Okay so I replaced the transmission in my 1995 chrysler town and country lxi. It started right up with the old transmission. After I installed the new one it won't start.. Any ideas why it isn't starting? Its just trying to turn over. Is it an electrical problem? Is there a switch where I have to reset electric . Please help ! Thanks :-)
Same problem here.. 00 T&C Limited. Driving one day,went to stop for a stop sign.. Van shut off like I had turned the key off.. Everything was still on.. Heat,DVD,lights, etc.. Started back up and drove fine... ODD?? Couple of days later, put it in R to back out. Shut off. Started up and drove fine.. Well my wife was leaving work and it shut off while stopping for a light... Sat for a few and said the gas pedal felt limp.. Said she pushed the pedal down and it started up?? Like its not getting fuel? No code for me to read or lights on.. Pretty stumped.. Any ideas?
No power, clicking relays on 1998 town & county, chrysler mini van. 12 volts at battery.

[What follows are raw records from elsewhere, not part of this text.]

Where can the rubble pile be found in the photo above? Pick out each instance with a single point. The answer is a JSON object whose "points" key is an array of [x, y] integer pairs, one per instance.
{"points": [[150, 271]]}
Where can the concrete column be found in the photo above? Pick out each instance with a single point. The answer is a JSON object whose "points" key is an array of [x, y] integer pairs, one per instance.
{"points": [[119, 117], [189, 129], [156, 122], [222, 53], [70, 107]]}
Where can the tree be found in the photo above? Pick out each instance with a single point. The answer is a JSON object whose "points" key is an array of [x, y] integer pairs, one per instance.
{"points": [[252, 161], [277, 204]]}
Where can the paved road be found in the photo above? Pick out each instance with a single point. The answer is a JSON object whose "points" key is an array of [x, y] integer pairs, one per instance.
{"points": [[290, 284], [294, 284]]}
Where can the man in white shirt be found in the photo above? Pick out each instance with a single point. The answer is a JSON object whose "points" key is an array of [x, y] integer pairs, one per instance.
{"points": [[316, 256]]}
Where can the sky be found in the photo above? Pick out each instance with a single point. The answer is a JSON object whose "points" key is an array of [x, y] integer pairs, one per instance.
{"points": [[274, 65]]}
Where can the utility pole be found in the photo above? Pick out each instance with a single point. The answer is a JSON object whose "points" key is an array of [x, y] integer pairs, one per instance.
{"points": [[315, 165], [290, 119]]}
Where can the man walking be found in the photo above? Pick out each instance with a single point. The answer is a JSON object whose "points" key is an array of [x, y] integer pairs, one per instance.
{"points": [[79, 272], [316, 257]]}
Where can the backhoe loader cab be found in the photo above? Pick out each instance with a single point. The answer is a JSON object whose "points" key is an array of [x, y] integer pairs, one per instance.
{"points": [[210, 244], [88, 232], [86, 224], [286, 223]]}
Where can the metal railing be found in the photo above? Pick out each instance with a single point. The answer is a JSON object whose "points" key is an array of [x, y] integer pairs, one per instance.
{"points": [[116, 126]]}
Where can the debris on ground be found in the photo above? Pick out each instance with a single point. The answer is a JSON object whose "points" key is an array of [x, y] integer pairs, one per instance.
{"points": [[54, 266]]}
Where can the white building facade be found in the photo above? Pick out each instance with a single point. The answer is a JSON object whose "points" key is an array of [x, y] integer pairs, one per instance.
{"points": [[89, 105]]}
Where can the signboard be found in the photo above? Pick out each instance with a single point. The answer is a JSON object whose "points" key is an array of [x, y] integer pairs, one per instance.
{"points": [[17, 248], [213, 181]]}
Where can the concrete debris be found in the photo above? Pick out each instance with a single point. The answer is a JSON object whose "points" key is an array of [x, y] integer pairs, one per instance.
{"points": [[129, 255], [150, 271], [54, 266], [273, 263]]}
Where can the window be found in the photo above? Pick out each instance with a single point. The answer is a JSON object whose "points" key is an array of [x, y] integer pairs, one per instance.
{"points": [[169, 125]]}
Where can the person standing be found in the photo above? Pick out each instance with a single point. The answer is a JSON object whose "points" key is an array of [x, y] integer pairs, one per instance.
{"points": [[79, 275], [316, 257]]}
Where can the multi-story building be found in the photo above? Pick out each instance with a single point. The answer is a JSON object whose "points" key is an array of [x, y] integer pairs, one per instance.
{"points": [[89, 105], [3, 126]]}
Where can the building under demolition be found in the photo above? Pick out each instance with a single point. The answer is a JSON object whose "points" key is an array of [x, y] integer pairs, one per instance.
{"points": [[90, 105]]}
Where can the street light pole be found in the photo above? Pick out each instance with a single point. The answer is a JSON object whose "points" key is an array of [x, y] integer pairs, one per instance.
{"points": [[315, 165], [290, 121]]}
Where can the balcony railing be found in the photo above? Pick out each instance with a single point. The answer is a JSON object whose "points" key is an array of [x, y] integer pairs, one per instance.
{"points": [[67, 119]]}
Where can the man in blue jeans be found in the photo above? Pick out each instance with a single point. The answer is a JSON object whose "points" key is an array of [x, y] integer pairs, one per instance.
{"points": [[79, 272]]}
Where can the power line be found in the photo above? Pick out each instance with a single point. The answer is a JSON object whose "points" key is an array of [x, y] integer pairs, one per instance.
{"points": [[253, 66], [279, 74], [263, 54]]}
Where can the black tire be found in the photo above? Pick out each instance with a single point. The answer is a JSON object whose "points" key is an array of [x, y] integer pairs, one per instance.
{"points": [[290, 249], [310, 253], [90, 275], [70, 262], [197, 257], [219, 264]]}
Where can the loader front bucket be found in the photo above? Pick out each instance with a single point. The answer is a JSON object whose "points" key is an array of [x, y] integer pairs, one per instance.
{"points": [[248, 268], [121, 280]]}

There's a very easy test to check for dead shorts 1) remove the positive battery cable from the battery 2) take a test light and stick the pin into the battery post 3) take the wire with the clip and connect it to the positive battery cable if the test light lights bright you have dead short or something is on if it lights dim you have a small short that's draining the battery also you need a fully charged battery to do this. DO NOT HOOK UP BOTH BATTERY CABLES TO THE BATTERY BECAUSE WHAT EVER IS KILLING OR DRAINING THE BATTERIES WILL DRAIN THIS ALSO. GOOD LUCK
my 2009 chrysler has a short too. I cannot figure out what might be the problem stereo comes on and off when I press break. My van sometimes won't start because it kills the battery. I have replace battery, alternator, and still with new battery the next day it will be dead. I don't know what or where to start checking to solve the problem. I don't trust the dealership anymore! Please help!
sorry misspelled brake.
Most of you need a new "computer" What you can do is get one from a junk yard, install in 15 minutes and have dealer reflash computer to your vin #. cost $75 used computer, 90 to 120 to have it reflashed.Wanna check it? hold the bare end of any of the coil pack wires and turn it over, no shock usually no computer, you can try a coil pack first. Im just trying to save you a step.